Physical activity lowers estrogen and progesterone levels and lowers risk for breast cancer quite substantially—by some estimates by 30 percent to 40 percent. There are other factors—reducing inflammation, for example. One of the things that physical activity does is: it causes your muscles to produce anti-inflammatory molecules, and muscle is a major regulator of inflammation. Physical activity also lowers blood sugar levels, and most cancer cells are kind of sugar-hungry. Physical activity lowers levels of insulin, and insulin is associated with increased risk of cancer. For almost every cancer, there are activity effects that have been shown, some quite dramatic.

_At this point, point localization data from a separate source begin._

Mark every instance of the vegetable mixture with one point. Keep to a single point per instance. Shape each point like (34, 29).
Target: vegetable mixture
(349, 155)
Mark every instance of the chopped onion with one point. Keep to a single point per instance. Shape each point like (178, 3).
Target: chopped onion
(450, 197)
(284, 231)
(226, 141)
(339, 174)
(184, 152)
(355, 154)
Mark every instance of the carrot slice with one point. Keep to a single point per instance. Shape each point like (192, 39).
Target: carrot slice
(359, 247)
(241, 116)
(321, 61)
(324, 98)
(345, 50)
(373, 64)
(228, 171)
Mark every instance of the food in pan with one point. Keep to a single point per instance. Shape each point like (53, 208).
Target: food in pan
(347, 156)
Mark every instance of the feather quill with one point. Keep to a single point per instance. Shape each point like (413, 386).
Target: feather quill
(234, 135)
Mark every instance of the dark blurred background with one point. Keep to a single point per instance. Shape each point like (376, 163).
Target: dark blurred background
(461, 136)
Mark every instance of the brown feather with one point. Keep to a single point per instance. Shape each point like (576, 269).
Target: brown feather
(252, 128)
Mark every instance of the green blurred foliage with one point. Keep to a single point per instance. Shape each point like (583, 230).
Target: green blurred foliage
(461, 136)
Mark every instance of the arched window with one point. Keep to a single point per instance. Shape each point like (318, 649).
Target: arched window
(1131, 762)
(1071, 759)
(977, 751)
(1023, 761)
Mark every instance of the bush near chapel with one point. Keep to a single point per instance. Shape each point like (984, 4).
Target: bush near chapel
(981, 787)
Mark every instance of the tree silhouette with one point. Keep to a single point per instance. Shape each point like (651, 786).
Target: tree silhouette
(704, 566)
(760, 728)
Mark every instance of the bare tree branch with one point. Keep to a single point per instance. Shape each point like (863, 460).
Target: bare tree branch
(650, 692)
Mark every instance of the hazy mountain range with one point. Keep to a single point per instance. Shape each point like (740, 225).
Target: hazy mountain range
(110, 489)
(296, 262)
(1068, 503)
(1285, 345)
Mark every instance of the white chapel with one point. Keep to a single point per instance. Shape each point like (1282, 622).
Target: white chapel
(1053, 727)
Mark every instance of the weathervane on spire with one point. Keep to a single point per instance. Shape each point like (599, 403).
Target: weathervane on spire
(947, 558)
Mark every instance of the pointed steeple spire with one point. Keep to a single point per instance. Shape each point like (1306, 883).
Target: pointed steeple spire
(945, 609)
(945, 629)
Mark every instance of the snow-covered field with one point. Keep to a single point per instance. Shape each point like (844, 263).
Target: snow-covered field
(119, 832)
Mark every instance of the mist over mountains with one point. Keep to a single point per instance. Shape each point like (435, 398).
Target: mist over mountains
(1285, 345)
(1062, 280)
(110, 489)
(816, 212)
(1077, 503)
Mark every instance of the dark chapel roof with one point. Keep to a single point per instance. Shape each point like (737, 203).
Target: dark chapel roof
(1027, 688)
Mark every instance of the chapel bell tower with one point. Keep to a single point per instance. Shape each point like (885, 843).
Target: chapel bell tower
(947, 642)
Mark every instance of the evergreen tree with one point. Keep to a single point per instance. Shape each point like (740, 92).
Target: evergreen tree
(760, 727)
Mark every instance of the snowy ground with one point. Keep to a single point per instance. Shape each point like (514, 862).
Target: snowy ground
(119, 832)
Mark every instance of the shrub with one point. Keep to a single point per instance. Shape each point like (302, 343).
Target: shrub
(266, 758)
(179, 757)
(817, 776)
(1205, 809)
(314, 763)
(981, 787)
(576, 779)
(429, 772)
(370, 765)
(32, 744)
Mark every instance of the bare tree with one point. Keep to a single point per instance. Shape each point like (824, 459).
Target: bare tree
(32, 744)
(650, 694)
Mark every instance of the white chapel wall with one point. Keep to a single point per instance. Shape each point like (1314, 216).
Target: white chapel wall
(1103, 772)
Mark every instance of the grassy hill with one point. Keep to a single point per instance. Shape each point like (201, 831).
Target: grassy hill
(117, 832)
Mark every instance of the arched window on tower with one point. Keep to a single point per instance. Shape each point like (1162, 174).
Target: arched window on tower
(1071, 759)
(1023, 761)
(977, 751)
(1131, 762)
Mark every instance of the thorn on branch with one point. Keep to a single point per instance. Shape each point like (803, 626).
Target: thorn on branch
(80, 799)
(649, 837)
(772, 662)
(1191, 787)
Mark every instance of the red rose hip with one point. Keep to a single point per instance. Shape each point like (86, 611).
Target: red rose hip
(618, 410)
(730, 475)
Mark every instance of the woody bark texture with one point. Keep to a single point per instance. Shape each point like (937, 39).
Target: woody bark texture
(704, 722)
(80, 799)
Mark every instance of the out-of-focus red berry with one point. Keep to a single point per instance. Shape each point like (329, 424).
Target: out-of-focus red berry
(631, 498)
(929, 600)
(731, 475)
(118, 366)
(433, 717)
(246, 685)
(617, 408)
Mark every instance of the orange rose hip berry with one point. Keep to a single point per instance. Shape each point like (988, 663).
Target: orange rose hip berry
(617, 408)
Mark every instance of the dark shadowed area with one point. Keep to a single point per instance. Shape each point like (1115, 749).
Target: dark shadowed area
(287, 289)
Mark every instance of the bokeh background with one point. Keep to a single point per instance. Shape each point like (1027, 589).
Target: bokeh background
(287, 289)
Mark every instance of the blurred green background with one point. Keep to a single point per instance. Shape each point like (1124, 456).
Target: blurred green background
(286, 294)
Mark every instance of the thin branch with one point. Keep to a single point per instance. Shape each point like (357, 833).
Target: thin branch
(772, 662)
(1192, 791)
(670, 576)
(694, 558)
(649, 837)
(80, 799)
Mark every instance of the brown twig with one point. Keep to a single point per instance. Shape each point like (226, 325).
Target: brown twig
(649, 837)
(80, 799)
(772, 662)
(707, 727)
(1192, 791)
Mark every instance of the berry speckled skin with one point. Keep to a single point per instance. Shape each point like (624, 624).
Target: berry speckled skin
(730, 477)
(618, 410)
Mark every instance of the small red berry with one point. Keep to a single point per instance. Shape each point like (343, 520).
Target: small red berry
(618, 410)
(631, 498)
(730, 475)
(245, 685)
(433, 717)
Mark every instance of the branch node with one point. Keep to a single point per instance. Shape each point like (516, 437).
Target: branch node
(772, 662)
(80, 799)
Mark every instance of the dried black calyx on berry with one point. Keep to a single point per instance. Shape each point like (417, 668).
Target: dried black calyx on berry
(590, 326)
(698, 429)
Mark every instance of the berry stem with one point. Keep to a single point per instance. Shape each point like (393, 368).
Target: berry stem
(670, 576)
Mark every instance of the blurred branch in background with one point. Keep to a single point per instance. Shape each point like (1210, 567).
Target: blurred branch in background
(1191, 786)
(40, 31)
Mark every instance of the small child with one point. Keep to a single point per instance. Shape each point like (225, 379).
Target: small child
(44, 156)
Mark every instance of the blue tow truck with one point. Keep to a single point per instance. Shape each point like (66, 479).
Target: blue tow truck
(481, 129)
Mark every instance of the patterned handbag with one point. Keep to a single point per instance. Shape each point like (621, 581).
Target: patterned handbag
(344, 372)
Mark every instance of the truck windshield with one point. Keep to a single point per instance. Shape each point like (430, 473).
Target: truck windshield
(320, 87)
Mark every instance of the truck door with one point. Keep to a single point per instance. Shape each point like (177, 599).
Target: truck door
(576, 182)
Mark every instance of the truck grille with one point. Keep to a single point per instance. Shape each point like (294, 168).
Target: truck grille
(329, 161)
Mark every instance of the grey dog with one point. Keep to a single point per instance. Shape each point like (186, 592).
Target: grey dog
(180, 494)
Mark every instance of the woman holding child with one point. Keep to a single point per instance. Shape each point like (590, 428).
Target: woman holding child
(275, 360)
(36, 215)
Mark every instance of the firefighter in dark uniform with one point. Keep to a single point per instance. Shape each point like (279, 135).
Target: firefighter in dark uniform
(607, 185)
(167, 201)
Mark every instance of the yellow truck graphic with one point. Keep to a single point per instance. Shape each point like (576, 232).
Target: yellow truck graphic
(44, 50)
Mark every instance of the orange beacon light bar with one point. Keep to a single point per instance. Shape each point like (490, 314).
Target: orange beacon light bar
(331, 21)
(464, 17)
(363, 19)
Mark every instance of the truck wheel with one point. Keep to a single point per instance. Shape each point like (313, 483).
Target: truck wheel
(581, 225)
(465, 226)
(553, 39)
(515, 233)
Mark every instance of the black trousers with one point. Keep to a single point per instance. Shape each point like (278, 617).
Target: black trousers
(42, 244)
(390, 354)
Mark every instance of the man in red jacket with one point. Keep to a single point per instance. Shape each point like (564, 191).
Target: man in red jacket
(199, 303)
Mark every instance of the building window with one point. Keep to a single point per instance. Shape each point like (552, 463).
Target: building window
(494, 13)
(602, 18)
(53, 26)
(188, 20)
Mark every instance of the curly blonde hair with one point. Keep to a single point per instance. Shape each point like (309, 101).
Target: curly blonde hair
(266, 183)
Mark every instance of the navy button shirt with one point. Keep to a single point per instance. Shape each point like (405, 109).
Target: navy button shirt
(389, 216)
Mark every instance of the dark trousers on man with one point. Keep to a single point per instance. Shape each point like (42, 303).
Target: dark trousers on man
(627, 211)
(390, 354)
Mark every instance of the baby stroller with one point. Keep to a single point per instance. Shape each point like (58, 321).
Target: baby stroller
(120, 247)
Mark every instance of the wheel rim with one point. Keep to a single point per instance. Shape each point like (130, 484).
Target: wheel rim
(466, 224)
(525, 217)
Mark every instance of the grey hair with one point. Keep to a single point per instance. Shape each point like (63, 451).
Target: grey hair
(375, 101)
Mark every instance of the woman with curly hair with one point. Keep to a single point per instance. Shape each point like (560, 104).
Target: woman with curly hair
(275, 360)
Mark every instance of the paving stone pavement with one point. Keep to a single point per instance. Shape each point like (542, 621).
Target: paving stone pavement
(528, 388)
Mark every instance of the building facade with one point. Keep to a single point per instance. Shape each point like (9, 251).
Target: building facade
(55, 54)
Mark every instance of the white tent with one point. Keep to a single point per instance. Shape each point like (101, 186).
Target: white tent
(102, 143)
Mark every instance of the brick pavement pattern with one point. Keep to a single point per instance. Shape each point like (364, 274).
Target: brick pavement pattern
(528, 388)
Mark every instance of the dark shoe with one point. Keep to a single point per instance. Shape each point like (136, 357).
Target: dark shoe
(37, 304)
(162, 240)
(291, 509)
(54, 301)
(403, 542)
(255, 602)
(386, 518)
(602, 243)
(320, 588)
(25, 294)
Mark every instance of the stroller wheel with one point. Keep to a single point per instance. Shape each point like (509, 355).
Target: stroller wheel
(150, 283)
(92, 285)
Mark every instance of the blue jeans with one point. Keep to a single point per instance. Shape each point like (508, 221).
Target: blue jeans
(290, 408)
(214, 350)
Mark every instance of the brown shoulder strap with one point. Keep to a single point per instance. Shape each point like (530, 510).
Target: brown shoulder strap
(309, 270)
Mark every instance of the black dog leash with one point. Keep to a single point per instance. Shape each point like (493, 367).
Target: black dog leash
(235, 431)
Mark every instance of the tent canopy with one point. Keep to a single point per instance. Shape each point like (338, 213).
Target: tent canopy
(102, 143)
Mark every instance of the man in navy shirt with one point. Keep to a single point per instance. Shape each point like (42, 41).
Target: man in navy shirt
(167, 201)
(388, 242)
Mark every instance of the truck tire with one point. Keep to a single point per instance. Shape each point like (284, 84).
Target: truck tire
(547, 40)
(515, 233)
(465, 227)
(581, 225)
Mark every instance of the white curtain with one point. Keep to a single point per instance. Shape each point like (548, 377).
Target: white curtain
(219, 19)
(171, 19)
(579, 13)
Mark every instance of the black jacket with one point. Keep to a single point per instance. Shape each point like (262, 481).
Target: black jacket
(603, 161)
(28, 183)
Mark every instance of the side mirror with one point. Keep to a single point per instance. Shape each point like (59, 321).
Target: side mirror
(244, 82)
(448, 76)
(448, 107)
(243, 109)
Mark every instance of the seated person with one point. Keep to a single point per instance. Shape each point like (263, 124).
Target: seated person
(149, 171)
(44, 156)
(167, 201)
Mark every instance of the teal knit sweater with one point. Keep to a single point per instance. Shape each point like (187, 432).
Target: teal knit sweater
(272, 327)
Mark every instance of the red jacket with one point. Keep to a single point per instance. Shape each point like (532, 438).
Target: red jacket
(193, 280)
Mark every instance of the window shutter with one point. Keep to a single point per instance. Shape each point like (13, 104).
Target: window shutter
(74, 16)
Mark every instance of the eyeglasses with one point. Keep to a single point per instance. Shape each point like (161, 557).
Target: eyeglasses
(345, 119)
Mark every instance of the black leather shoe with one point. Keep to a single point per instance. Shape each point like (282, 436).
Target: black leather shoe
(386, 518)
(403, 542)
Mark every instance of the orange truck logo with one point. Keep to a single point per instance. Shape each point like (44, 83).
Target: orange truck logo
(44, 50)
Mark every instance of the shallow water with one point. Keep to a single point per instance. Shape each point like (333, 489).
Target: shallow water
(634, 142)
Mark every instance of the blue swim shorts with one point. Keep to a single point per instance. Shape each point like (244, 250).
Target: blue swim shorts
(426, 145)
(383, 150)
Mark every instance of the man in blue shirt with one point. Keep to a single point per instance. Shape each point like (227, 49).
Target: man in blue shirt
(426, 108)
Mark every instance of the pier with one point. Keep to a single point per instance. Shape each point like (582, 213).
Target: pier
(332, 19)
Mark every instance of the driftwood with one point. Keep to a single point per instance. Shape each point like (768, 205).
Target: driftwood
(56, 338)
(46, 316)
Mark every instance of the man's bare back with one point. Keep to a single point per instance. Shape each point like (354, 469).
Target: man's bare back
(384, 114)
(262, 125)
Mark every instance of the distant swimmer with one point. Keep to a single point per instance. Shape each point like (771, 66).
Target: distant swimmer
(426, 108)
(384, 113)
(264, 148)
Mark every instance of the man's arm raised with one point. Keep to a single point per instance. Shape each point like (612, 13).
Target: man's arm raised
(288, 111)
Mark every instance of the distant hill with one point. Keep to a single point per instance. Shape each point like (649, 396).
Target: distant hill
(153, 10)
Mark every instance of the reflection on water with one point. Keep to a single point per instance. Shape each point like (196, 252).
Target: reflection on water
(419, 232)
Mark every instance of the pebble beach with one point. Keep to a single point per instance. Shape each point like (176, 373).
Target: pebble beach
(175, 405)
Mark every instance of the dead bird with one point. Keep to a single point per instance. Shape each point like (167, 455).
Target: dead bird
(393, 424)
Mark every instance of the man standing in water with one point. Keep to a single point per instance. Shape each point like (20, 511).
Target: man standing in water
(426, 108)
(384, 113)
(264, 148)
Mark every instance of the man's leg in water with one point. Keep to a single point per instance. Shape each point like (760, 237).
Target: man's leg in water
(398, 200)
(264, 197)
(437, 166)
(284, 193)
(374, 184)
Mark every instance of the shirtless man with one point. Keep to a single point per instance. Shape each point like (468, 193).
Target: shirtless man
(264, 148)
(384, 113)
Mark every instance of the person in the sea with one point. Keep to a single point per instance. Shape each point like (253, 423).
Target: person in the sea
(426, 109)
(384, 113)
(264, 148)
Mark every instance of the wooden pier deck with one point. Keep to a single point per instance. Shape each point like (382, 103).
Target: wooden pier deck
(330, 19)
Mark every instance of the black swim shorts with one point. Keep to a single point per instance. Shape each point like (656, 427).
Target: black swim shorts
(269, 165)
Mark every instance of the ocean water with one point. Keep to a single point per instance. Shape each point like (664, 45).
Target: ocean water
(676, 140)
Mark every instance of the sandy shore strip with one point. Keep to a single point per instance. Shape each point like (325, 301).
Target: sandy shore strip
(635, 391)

For heart disease, one of the reasons that cardio exercise is so beneficial is that it promotes a suite of responses that keep our arteries elastic, increase capillary growth and make the heart stronger. All of these prevent hypertension and congestive heart failure and decrease risk of atherosclerosis. There’s compelling evidence that physical activity is good for the cardiovascular system, because of these repair-and-maintenance mechanisms. You’ve got to stress the system in order to get benefit. You don’t need pain, but maybe you need strain. Perhaps the saying should be “no strain, no gain.”

How much physical activity would it take for us to match the “dose” that earlier humans got?

[My colleagues and I reviewed] some evidence that hunter-gatherers get about two and a quarter hours of moderate to vigorous physical activity a day, and those doses are clearly protective. But there are plenty of epidemiological and longitudinal studies showing that lower doses also are protective.

We have this idea that, as we get older, it’s normal to take it easy, retire, be less active. But we also know that physical activity is really important for health. And as people get older, it becomes more important, not less important. You don’t need to run marathons or bike across America or swim the English Channel. Just moderate levels of physical activity are incredibly beneficial.